Wednesday, 26 June 2013

The Sea Sisters by Lucy Clarke




Katie’s carefully structured world is shattered by the news that her headstrong younger sister, Mia, has been found dead in Bali- and the police claim it was suicide.

With only the entries of Mia’s travel journal as her guide, Katie retraces the last few months of her sister’s life, and- page by page; country by country- begins to uncover the mystery surrounding her death.

What she discovers changes everything. But will her search for the truth push their sisterly bond- and Katie- to breaking point?


This is the first Richard and Judy Summer Book Club 2013 that I have read this year and I think it was a great first read. Especially as I actually read it on holiday J.

Katie and Mia are two very different sisters. Katie is the sensible, must do it right one (sounds a bit like me!) and Mia is the more reckless of the two, the one that just does what she likes, but knows at the same time that she is mucking things up.

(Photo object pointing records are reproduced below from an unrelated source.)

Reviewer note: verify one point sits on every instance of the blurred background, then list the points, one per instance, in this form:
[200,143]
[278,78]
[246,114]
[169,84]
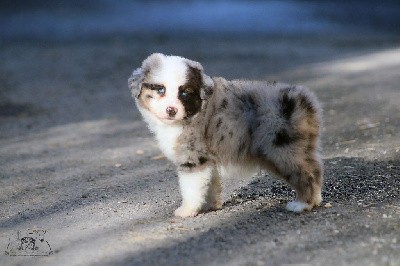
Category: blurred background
[66,20]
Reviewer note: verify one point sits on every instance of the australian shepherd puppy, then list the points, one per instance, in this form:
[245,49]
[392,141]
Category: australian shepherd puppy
[212,127]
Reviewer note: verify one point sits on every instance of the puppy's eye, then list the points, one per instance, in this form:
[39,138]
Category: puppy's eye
[161,91]
[184,94]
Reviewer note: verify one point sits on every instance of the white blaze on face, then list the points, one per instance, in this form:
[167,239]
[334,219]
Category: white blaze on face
[172,73]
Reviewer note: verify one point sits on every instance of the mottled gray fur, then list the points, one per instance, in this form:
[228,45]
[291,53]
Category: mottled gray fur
[255,125]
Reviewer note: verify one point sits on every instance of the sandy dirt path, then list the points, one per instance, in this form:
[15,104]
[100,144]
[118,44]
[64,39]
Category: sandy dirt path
[77,161]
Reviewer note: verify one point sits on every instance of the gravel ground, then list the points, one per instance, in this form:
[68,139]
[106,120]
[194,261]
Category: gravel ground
[77,161]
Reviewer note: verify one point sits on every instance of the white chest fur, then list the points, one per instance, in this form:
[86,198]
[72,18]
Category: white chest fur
[166,135]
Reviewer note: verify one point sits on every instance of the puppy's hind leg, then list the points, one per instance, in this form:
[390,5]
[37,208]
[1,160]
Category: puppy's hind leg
[307,182]
[200,191]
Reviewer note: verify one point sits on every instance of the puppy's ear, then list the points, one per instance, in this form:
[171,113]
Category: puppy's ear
[206,89]
[134,82]
[136,79]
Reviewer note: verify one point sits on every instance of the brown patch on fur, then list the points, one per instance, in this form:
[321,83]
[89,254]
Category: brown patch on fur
[189,93]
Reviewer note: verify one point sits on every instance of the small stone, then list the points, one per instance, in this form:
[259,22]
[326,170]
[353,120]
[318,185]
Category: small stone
[159,157]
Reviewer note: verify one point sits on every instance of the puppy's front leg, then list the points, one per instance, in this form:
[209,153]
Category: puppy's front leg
[195,188]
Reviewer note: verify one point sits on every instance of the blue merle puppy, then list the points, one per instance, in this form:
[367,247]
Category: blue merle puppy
[212,128]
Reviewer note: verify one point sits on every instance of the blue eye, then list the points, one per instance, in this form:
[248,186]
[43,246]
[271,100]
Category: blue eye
[161,91]
[184,94]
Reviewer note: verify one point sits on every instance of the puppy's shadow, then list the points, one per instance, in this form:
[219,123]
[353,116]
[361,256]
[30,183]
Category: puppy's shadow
[346,180]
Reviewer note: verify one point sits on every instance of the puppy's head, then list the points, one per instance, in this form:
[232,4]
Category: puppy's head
[171,88]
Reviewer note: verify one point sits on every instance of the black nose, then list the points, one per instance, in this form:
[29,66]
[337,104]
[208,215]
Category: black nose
[171,111]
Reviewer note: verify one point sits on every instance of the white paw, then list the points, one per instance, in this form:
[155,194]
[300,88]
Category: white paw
[297,206]
[185,211]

The story is told from Katie and Mia’s viewpoints- each chapter alternates between them. I like it when stories do this as it really gives the reader a true understanding of the main characters and their relationships with each other. It was also really interesting to see the aftermath of conversations and arguments the characters had had with each other when alone.

Mia sees Katie as the sensible one and always thought that Katie was better than her in everyway. There was always a niggling doubt in Mia’s mind about how they could possibly be related. Katie on the other hand just can’t seem to understand why her sister acts so aloof and unfeeling at one point exclaiming ‘I don’t know who you are.”

I thought the below sentence really summed up the older-younger sister relationship (from the older sister’s perspective):

“I was handed the role of older sister: sensible, protective reliable. You were handed younger sister: wild, independent, selfish”.

I thought the author got the sister relationship across extremely well as it was almost like she was describing the relationship I have with my younger sister. (Since she’s had a baby though we get on much better J).

Because I think I am more like Katie as a character at the beginning of the story, I found Mia’s recklessness so frustrating and I could feel myself tensing when she was just making snap decisions to go places and not really seeming to worry about the consequences or the money involved. I liked though that the reader was able to see what exactly was going through Mia’s mind, something that sadly Katie did not learn until too late.

I thought the journal idea was great as it helped the reader and Katie get to know and understand Mia better. Without the journal I think Mia’s character would have stayed aloof, so this was brilliant idea from Lucy Clarke.

When I read the Q&A at the back of the book I discovered that the author really had been the places described in the book, and I could see how well this had come across in her writing. She had made the places really come alive for me. I thought the author really got the feeling for the hot countries across and I could even feel the warmth of the places portrayed in her writing and really felt like I was there.

I genuinely enjoyed reading this. I kept wanting to know where the novel would take me next and at times wondered where the author was going to go from there.

This was a great debut novel from Lucy Clarke and I am really looking forward to more from her.